A plataforma pode reenviar um webhook em caso de falha — por exemplo, se o seu servidor não respondeu a tempo ou retornou um status não-2xx. Por isso, seu endpoint deve ser idempotente: processar o mesmo evento duas vezes deve produzir o mesmo resultado que processar uma vez.
Estratégia
A abordagem recomendada é salvar um hash do payload recebido e, antes de processar qualquer evento, verificar se aquele hash já foi registrado.
Receber evento
↓
Calcular hash do payload (SHA-256)
↓
Hash já existe no banco? → Sim → Retornar 200 (ignorar)
↓ Não
Processar evento
↓
Salvar hash no banco
Schema sugerido
CREATE TABLE webhook_events (
hash CHAR(64) PRIMARY KEY, -- SHA-256 em hex
event VARCHAR(50) NOT NULL,
received_at TIMESTAMP NOT NULL DEFAULT NOW()
);
Implementação
Node.js
const crypto = require('crypto');
const express = require('express');
const app = express();
// Usar o corpo bruto como texto para garantir consistência do hash
app.use(express.text({ type: 'application/json' }));
app.post('/webhooks/plowf', async (req, res) => {
const rawBody = req.body; // string bruta, antes de qualquer parse
const signature = req.headers['x-webhook-signature'];
// ... validar assinatura HMAC (ver guia de validação)
const hash = crypto.createHash('sha256').update(rawBody).digest('hex');
// Verificar se o evento já foi processado
const { rowCount } = await db.query(
'SELECT 1 FROM webhook_events WHERE hash = $1',
[hash]
);
if (rowCount > 0) {
return res.status(200).json({ received: true }); // duplicado, ignorar
}
// Registrar o hash e processar
const payload = JSON.parse(rawBody);
await db.query(
'INSERT INTO webhook_events (hash, event) VALUES ($1, $2)',
[hash, payload.event]
);
// ... lógica de negócio
res.status(200).json({ received: true });
});
Python
import hashlib
from flask import Flask, request, jsonify
app = Flask(__name__)
@app.route('/webhooks/plowf', methods=['POST'])
def webhook():
raw_body = request.get_data() # bytes brutos
signature = request.headers.get('X-Webhook-Signature')
# ... validar assinatura HMAC (ver guia de validação)
hash_val = hashlib.sha256(raw_body).hexdigest()

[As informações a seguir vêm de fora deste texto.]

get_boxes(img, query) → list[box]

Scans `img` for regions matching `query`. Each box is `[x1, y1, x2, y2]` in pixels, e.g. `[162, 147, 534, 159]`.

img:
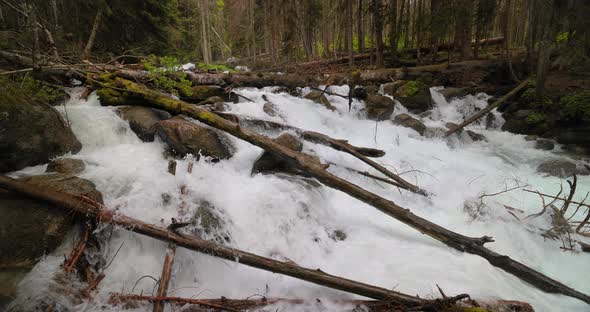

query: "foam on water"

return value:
[9, 86, 590, 311]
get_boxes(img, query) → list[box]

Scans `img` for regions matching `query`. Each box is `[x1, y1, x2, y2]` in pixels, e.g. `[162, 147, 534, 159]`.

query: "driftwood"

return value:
[216, 113, 428, 196]
[0, 176, 433, 306]
[445, 79, 528, 136]
[91, 76, 590, 303]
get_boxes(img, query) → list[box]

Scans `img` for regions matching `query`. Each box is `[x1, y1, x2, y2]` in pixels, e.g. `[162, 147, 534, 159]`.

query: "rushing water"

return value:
[5, 86, 590, 311]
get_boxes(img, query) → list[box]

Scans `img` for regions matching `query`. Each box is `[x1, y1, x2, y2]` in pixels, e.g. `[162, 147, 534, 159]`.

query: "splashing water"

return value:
[6, 86, 590, 311]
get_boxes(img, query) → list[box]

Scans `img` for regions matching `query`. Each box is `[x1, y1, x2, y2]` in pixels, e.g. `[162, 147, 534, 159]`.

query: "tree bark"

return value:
[0, 177, 431, 307]
[445, 79, 529, 136]
[90, 76, 590, 303]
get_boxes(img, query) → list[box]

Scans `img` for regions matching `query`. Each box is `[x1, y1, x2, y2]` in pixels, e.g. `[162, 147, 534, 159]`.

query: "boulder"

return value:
[45, 158, 86, 174]
[0, 99, 82, 173]
[304, 91, 336, 111]
[537, 158, 589, 178]
[394, 81, 432, 114]
[252, 133, 303, 174]
[465, 130, 488, 142]
[365, 94, 395, 120]
[383, 80, 405, 95]
[0, 174, 102, 302]
[535, 139, 555, 151]
[393, 114, 426, 135]
[191, 201, 231, 244]
[117, 106, 171, 142]
[154, 116, 232, 161]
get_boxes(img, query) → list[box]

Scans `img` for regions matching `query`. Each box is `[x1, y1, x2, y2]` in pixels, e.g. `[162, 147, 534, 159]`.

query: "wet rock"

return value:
[423, 127, 447, 139]
[383, 80, 406, 95]
[393, 114, 426, 135]
[304, 91, 336, 111]
[465, 130, 488, 142]
[329, 230, 348, 241]
[117, 106, 171, 142]
[45, 158, 86, 174]
[262, 102, 277, 117]
[252, 133, 303, 174]
[365, 94, 395, 120]
[181, 85, 226, 103]
[394, 81, 432, 114]
[537, 158, 589, 178]
[0, 99, 82, 173]
[0, 174, 103, 301]
[154, 116, 232, 161]
[191, 201, 231, 244]
[535, 139, 555, 151]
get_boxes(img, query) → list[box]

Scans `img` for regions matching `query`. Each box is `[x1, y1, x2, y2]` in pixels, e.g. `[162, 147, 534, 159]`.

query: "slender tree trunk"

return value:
[82, 5, 103, 60]
[356, 0, 365, 53]
[372, 0, 383, 68]
[389, 0, 401, 64]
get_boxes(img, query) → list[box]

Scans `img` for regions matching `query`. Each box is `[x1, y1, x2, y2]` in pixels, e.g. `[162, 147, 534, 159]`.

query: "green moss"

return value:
[559, 91, 590, 122]
[526, 112, 547, 125]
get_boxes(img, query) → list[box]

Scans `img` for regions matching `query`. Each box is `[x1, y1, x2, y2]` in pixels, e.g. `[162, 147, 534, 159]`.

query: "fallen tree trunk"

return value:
[216, 113, 428, 196]
[445, 79, 529, 136]
[0, 176, 431, 306]
[95, 76, 590, 303]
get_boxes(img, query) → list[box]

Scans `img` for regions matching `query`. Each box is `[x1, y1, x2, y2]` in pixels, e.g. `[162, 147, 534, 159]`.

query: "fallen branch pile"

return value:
[83, 75, 590, 303]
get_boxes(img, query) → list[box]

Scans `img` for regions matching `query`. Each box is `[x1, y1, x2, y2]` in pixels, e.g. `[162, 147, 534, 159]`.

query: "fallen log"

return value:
[0, 176, 434, 307]
[445, 79, 529, 136]
[94, 75, 590, 304]
[216, 112, 428, 196]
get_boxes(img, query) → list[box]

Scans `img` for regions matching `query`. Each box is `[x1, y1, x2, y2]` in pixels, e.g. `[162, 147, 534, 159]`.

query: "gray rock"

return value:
[465, 130, 488, 142]
[252, 133, 303, 174]
[0, 174, 103, 301]
[154, 116, 232, 161]
[394, 81, 432, 113]
[262, 102, 277, 117]
[117, 106, 171, 142]
[0, 99, 82, 173]
[365, 94, 395, 120]
[535, 139, 555, 151]
[304, 91, 336, 111]
[537, 158, 588, 178]
[45, 158, 86, 174]
[393, 114, 426, 135]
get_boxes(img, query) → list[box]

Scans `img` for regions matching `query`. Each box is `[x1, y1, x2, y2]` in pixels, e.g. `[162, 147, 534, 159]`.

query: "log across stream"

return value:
[4, 84, 590, 311]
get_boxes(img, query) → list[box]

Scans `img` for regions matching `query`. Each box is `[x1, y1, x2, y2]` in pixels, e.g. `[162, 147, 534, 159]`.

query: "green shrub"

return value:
[559, 91, 590, 122]
[143, 55, 192, 96]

# Verificar se o evento já foi processado
cursor.execute('SELECT 1 FROM webhook_events WHERE hash = %s', (hash_val,))
if cursor.fetchone():
return jsonify({'received': True}), 200 # duplicado, ignorar
# Registrar o hash e processar
payload = request.get_json()
cursor.execute(
'INSERT INTO webhook_events (hash, event) VALUES (%s, %s)',
(hash_val, payload['event'])
)
# ... lógica de negócio
return jsonify({'received': True}), 200
PHP
<?php
$rawBody = file_get_contents('php://input'); // bytes brutos
$hash = hash('sha256', $rawBody);
$payload = json_decode($rawBody, true);
// ... validar assinatura HMAC (ver guia de validação)
// Verificar se o evento já foi processado
$stmt = $pdo->prepare('SELECT 1 FROM webhook_events WHERE hash = ?');
$stmt->execute([$hash]);
if ($stmt->fetch()) {
http_response_code(200);
echo json_encode(['received' => true]); // duplicado, ignorar
exit;
}
// Registrar o hash e processar
$stmt = $pdo->prepare('INSERT INTO webhook_events (hash, event) VALUES (?, ?)');
$stmt->execute([$hash, $payload['event']]);
// ... lógica de negócio
http_response_code(200);
echo json_encode(['received' => true]);
Pontos importantes
- Hash do corpo bruto: calcule o hash antes de qualquer parse JSON para garantir consistência entre reenvios.
- Retorne 200 mesmo se duplicado: não retornar 2xx faz a plataforma continuar tentando reenviar.
- Limpeza periódica: considere remover registros com mais de 30 dias para evitar crescimento indefinido da tabela.
Não use apenas data.uuid como chave de idempotência. O mesmo objeto pode gerar eventos distintos conforme o status muda (ex: PENDING → PAID → REFUNDED). O hash do payload completo garante que cada combinação de evento e estado seja única.